The index for production of motor vehicles and parts has been in the same low range since the beginning of 2021, when the semiconductor shortages started to bite. In February, production was roughly level with February 2021, but was down 11% from February 2020, and was back where it had been in 2014.
Despite the drop-off in production of motor vehicles and parts (red line), the overall index of Industrial Production ticked up to the highest since 2008 (purple line):
Production cutbacks by automakers is a global issue. Toyota just announced a series of production cuts at some plants globally. EV maker Rivian, which just started getting its pickups out the factory door, announced last week that it might have to cut production this year in half. The German automakers are now coming out with further production cuts, on top of those caused by the chip shortages, because some of their key component makers – such as of wiring harnesses – are in Ukraine and have shut down. Every day seems to produce a new challenge.
Supply chain challenges always existed, but most issues could be resolved fairly quickly. Now the issues are multi-layered and widespread, with new causes being added to it, such as the difficulties of the component suppliers in Ukraine and Russia.
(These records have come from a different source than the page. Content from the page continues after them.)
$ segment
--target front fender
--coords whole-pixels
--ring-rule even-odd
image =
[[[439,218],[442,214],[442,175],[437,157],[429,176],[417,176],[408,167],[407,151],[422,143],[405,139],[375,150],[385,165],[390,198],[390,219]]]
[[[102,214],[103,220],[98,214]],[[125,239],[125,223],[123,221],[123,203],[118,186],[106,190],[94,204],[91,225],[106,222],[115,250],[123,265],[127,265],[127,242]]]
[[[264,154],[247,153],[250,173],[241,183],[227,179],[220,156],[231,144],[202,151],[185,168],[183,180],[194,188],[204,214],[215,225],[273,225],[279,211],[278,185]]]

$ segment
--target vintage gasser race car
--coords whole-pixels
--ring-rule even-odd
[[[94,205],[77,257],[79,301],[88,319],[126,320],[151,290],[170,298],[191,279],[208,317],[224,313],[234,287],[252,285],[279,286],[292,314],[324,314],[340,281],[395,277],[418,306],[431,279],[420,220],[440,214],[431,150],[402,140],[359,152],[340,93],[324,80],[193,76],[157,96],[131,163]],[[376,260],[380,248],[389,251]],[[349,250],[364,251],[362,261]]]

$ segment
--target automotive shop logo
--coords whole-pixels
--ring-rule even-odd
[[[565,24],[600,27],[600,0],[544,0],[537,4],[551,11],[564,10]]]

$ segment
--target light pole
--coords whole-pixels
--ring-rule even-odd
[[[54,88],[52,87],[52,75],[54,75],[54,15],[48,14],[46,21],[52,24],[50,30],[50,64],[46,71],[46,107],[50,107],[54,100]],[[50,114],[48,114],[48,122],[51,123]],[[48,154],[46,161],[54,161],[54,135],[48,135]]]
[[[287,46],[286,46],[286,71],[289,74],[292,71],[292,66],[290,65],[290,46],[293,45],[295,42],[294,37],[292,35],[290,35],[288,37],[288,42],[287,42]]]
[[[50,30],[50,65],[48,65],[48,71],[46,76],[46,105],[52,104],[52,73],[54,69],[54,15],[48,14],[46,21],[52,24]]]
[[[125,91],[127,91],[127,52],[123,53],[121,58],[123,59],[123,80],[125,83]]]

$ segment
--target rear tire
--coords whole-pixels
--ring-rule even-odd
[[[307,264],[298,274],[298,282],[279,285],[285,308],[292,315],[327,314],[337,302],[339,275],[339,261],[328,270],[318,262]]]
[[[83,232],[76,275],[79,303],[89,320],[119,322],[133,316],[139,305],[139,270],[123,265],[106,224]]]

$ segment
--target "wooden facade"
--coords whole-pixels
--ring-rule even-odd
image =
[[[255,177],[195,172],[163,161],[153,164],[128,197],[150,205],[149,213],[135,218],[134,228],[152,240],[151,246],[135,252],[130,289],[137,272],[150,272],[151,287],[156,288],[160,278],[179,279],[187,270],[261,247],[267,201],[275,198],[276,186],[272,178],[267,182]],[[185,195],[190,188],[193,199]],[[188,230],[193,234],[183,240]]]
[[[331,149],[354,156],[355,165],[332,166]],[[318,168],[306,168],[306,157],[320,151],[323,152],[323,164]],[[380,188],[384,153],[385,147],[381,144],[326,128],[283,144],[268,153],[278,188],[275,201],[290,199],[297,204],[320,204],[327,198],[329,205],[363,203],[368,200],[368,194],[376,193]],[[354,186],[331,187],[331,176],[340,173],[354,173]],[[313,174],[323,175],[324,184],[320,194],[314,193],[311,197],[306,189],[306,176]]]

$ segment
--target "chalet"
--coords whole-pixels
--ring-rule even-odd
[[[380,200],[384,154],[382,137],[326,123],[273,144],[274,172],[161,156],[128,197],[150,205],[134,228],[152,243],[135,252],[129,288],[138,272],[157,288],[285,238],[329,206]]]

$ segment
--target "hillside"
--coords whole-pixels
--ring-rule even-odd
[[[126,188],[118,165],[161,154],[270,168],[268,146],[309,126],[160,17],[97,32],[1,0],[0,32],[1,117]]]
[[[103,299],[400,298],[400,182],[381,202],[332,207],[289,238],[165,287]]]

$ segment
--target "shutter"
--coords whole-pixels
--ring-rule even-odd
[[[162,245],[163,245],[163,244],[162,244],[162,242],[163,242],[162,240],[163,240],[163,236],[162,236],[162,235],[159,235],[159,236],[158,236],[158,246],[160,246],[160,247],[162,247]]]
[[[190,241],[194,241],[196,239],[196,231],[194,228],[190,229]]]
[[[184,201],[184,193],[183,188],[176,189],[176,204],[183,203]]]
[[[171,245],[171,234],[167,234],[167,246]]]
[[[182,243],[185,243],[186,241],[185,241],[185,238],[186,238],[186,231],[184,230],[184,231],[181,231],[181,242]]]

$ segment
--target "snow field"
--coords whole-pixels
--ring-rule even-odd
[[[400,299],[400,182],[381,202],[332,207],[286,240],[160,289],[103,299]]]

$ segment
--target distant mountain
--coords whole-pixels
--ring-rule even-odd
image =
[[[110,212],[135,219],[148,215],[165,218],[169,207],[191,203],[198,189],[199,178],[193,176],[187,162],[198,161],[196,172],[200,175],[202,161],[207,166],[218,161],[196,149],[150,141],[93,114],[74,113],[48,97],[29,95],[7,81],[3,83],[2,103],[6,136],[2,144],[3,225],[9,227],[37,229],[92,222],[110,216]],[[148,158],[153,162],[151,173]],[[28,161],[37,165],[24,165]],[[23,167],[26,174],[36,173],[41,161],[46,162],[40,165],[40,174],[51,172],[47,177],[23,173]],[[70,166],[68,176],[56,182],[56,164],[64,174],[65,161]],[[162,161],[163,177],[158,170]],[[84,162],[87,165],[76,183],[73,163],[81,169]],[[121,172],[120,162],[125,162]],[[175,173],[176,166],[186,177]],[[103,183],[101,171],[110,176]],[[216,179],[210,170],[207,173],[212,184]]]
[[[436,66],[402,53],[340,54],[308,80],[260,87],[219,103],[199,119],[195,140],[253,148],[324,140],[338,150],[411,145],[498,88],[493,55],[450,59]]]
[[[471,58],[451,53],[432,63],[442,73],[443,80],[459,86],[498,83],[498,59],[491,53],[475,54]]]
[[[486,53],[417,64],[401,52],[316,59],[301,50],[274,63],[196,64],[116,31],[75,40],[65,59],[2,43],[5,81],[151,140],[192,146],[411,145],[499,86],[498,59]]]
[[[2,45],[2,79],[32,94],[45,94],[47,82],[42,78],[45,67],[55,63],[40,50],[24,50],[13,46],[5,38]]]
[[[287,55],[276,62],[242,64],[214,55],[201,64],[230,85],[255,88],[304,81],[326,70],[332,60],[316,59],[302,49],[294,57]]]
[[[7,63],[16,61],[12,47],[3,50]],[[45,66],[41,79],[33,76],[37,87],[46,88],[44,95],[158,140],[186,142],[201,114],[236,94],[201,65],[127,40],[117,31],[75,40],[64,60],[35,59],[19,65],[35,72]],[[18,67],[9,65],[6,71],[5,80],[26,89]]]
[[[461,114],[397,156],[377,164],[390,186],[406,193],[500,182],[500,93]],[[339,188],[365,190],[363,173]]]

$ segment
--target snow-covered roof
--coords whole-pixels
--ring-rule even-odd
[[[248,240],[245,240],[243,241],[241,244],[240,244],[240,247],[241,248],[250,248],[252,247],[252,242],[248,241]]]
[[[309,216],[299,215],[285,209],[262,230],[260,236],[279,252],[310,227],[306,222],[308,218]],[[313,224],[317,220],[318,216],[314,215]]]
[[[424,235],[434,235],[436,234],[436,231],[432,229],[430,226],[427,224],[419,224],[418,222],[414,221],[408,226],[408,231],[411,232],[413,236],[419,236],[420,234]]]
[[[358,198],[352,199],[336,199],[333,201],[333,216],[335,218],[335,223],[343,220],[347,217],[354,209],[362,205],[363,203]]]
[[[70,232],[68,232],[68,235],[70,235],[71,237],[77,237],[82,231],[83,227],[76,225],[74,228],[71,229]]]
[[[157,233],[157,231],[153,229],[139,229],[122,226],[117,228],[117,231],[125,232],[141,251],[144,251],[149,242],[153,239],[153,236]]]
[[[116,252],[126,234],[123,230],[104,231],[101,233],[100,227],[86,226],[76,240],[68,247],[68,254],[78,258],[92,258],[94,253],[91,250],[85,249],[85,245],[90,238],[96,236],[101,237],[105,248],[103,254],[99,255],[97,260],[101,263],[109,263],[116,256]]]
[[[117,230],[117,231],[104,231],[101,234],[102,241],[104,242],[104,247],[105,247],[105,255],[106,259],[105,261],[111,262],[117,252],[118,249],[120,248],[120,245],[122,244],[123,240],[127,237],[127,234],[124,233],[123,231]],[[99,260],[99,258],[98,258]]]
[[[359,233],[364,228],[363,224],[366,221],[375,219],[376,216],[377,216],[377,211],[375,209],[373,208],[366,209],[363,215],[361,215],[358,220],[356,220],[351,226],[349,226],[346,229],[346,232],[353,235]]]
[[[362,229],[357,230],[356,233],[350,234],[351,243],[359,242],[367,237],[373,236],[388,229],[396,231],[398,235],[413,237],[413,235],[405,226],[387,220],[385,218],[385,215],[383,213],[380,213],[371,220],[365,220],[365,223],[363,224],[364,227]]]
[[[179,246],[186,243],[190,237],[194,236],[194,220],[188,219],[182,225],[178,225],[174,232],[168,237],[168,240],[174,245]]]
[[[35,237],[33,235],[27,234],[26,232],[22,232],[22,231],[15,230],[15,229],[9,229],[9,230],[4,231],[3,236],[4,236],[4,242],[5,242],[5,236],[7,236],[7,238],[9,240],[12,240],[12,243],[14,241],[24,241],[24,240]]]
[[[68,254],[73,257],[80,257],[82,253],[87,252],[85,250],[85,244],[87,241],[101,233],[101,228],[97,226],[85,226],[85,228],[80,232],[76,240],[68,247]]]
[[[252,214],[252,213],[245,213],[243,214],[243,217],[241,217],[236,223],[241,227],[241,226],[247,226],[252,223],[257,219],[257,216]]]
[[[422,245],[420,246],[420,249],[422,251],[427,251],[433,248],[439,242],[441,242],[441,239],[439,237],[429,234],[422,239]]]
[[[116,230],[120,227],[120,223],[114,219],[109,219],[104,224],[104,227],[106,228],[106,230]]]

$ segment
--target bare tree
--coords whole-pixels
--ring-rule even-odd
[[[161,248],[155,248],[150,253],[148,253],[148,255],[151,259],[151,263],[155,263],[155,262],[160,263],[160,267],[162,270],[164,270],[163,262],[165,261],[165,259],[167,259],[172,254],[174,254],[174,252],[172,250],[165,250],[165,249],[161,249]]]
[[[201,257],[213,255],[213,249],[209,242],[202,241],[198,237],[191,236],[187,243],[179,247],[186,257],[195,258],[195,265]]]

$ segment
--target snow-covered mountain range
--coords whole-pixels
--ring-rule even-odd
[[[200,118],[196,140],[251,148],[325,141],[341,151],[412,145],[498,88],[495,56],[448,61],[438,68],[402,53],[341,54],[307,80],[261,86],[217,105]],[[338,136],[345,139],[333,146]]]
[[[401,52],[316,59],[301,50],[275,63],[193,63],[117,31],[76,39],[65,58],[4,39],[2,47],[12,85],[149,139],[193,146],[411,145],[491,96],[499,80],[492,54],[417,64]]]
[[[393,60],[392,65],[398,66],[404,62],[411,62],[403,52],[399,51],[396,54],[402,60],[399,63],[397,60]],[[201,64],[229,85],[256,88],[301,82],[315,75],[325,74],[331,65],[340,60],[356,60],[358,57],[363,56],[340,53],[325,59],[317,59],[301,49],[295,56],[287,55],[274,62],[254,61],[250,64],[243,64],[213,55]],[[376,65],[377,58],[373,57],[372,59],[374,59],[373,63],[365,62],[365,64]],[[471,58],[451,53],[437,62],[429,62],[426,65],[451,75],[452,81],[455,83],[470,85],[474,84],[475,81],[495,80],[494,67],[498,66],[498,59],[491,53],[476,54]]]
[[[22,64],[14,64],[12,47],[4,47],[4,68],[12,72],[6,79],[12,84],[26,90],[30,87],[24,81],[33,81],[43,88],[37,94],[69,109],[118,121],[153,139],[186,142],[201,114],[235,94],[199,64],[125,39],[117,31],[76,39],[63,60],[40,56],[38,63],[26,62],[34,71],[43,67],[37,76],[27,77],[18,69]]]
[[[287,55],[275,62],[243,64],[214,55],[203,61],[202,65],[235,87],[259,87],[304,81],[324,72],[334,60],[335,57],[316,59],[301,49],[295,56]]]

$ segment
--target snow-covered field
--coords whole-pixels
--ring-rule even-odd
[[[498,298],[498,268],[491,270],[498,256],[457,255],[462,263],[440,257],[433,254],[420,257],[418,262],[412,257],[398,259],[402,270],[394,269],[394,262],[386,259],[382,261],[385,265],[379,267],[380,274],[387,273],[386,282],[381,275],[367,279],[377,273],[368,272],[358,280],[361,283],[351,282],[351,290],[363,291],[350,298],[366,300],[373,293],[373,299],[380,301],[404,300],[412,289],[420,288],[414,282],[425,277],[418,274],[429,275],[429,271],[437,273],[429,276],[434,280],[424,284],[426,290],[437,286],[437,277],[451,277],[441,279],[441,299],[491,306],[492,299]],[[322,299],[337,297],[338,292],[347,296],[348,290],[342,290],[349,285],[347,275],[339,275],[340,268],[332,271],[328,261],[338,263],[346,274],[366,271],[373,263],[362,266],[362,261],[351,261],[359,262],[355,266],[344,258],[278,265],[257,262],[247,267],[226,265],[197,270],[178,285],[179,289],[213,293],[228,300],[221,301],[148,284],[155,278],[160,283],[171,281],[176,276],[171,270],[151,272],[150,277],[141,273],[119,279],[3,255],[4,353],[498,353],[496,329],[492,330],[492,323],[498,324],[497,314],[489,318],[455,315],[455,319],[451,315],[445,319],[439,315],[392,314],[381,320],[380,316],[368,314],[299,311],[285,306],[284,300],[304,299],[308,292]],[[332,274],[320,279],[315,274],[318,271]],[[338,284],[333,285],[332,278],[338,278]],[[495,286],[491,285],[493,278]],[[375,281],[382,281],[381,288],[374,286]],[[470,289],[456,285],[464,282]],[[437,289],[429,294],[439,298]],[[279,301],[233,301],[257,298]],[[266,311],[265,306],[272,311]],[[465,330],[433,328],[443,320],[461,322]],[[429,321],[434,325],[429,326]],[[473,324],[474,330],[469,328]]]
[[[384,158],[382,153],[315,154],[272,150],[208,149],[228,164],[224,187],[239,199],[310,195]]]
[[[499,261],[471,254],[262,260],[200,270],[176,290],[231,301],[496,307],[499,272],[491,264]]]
New Vehicle Sales – and the New Way
As a result of the inventory shortages of new vehicles, customers have switched in large numbers to ordering vehicles and waiting patiently till it arrives.
But it’s hard to gauge actual demand for new vehicles because supply is so low. Vehicles are sold at mind-boggling prices, for mind-boggling per-vehicle gross profits at dealers and automakers, as customers are still paying whatever to get a new vehicle .
And there is enough demand at these mind-boggling prices, given the constrained supply, and inventories have not yet been building in any meaningful way. A significant inventory build would mean that supply is outrunning demand at those prices. But that hasn’t happened yet.
So right now, sales are limited by what automakers can produce. In February, only 1.05 million new vehicles were sold. This was down by 12% from February 2021 and by 22% from February 2020. These are historically low sales going back to the 1970s:
Automakers and dealers are loving the mega-record per-vehicle gross profits, and they’re loving that customers have stopped haggling and just pay whatever, including over sticker, and they’re loving the large-scale shift by customers to buy via make -to-order, rather than off the lot.
This is a system Tesla, which doesn’t have franchised dealers, implemented from get-go. Make-to-order solves all kinds of issues. It solves the problem of some units getting old sitting on the lot and having to be sold at It solves the issues of inventories piling up and dealers being overstocked, such as in 2019, when automakers had to heap costly incentives on the market to get those vehicles over the curb.
Manufacturing vehicles that have already been sold is a more efficient way of selling, and both dealers and automakers want to encourage customers to keep doing that. And dealers would love for customers to keep paying MSRP or over MSRP.
But they all would like to sell more vehicles at those per-vehicle mega-profits. Which means that automakers will have to be able to get their supply chains straightened out and build more – but they don’t ever want to overbuild again, like they used to, because such inventory gluts cause profits to plunge.
The semiconductor shortages have upended the old way of doing business in the auto industry, and have upended how customers buy new vehicles, such as paying sticker or over sticker and ordering vehicles rather than picking one out on the lot. Retail customers could always order, but it was just a few customers who did. Now lots of customers are doing it.
The dream for the industry – but not necessarily for the customers who have to pay for this – would be if automakers and dealers can maintain this system of how customers buy, and what they pay, with dealers operating on very lean inventories and mega profits, even as production starts recovering from the shortages.